Graduated from Oxford University in physics and proceeded to a physics PhD at Manchester University. Saw the light and came over to biology through protein structure prediction into genome annotation. Founded the Ensembl database alongside Ewan Birney and Tim Hubbard at the Sanger Institute. Crossed the pond to the Broad Institute where many mammals were sequenced and the human gene count trimmed of its fat. Had a short enjoyable interlude in the commercial sphere at Bioteam and is now residing at Harvard University with fingers in many pies.
Molecular biologist at the Division of Genetic Epidemiology of the Medical University of Innsbruck. Lab head of the Sequencing and Genotyping Core Facility.
Major research focuses are the genetics of complex diseases with a special focus on lipid- and atherosclerosis related traits, next generation sequencing, the genetics of Lipoprotein(a), third generation sequencing and applied bioinformatics.
Full Professor and former Chair of the Department of Biological Sciences at Florida International University. Director of FIU DNA Core facility. Past Program Director for NSF Division of Environmental Biology, Systematics and Biodiversity Cluster.
Research interests include: Molecular Systematics, Evolution, Biogeography, and Phylogeography: Rates, patterns, and mechanisms of molecular evolution , including nucleotide sequence evolution and mitochondrial gene order change, and consequences for phylogenetic reconstruction and reconstruction of ancestral states. Integration of molecular data with paleontological and morphological data. Using phylogenies to address biological questions.
Senior Lecturer in Biological Sciences at the University of Huddersfield, since 2015. Previously Junior Research Fellow, College Lecturer In Biochemistry and various postdocs at the University of Oxford (2013-15). Working on DNA replication, genome integrity and transcription factors in human cancers (and also in prokaryotes). Additional interests in phylogenomics and novel protein expression systems.

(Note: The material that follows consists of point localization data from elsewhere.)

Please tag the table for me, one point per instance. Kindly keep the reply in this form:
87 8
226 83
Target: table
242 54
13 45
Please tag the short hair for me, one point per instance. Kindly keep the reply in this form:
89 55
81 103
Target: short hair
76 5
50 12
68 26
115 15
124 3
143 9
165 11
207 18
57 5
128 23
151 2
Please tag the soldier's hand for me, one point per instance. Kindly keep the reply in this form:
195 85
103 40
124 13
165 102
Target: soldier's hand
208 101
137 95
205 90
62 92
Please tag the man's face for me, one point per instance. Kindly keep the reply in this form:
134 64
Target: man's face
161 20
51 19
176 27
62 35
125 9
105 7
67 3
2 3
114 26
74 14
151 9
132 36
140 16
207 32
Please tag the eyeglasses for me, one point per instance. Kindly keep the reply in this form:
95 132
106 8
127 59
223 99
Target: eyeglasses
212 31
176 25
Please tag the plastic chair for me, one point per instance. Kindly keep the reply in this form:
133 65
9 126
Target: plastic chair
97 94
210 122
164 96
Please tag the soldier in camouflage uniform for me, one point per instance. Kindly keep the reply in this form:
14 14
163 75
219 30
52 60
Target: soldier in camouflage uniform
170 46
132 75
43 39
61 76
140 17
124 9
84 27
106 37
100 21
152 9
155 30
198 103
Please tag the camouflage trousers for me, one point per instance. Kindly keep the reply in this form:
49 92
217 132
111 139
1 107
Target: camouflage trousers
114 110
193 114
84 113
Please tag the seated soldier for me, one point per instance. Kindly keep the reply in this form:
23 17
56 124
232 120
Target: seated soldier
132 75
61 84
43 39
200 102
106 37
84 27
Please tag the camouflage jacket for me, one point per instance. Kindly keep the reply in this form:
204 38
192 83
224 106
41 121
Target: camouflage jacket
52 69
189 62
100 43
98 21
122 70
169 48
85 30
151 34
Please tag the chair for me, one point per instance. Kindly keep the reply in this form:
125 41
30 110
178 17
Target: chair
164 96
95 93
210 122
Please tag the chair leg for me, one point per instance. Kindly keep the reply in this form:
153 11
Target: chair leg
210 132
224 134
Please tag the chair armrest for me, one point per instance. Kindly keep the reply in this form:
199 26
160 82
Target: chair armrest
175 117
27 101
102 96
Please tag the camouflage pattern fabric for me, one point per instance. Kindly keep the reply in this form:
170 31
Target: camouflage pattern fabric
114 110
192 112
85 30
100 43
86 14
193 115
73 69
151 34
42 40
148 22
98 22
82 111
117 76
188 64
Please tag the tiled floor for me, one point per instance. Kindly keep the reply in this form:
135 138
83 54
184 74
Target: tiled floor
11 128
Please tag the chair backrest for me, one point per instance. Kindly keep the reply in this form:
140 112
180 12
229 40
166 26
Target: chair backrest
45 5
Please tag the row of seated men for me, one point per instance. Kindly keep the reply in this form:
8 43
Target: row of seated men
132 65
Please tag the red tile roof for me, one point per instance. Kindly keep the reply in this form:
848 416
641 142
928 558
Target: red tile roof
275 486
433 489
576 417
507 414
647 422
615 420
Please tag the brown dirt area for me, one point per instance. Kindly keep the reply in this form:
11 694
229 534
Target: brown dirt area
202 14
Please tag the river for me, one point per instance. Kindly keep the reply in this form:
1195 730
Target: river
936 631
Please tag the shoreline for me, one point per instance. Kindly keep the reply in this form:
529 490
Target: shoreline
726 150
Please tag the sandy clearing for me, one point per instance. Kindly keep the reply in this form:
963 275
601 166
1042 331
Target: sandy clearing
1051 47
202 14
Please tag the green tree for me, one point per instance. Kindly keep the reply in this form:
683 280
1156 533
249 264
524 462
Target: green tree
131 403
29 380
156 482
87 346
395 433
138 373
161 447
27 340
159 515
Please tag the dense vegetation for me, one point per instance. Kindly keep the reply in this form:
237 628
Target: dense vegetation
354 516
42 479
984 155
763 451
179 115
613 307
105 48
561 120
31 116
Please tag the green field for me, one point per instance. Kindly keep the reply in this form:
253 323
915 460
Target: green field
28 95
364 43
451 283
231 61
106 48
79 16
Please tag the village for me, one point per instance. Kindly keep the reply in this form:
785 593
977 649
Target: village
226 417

Founding Director of the Computational Biology Institute at George Washington University. Past Chair of the Department of Biology at Brigham Young University. PhD in Biology and Biomedical Sciences from Washington University in St. Louis.
Professor of Biology and Associate Vice President for Research at the University of Oregon. Research focuses on the genetics and genomics of evolutionary change. Elected Fellow, AAAS.
Xiangqin Cui is an associate professor in the Biostatistics Department, Section on Statistical Genetics, at University of Alabama at Birmingham. She received her Ph.D in Genetics at Iowa State University in 2001 and a three-year postdoctoral training in statistical genetics at the Jackson Laboratory afterwards. Her research is on experimental design and data analyses of high-throughput experiments including microarray, next-generation sequencing, statistical genetics/genomics, epigenomics.